Nationally, venture capitalists invested $12.1 billion in 969 deals in the first quarter of 2016, and $5.1 billion of that went into the software industry, according to the report, based on data provided by Thomson Reuters. Total venture dollars deployed to startup companies for the quarter remained flat and total deal count was down 5 percent, compared with the fourth quarter when $12.0 billion was invested in 1,021 deals. Compared with Q1 2015, dollars and deals are both down 11 percent. This is the ninth consecutive quarter of more than $10 billion in venture capital invested in a single quarter.
Dollars invested in seed stage companies declined 10 percent during the first quarter.
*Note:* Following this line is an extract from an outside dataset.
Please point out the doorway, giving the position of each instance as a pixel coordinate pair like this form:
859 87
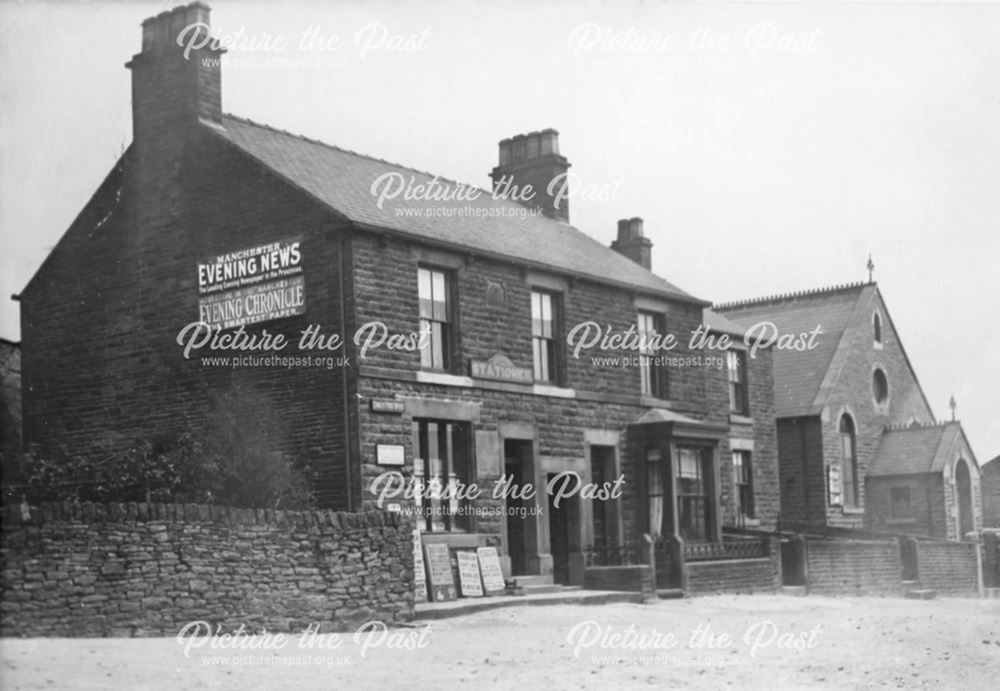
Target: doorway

For companies receiving venture capital for the first time, dollars decreased 31 percent to $1.7 billion in the first quarter as the number of deals declined by 16 percent.
“The first quarter appears to tell us that investors still have faith in the venture ecosystem,” said Tom Ciccolella, U.S. Venture Capital Market Leader at PwC. “However, the increase in expansion and later-stage financing, combined with the drop in first-time financing, suggests a shift towards relatively mature startups.”
The top 10 deals nationally accounted for 25 percent of total dollars invested in the first quarter. Magic Leap was the No. 2 deal in the U.S., following ride-sharing service Lyft’s $1 billion raise that included GM as an investor.
MoneyTree Report results are available online at nvca.org.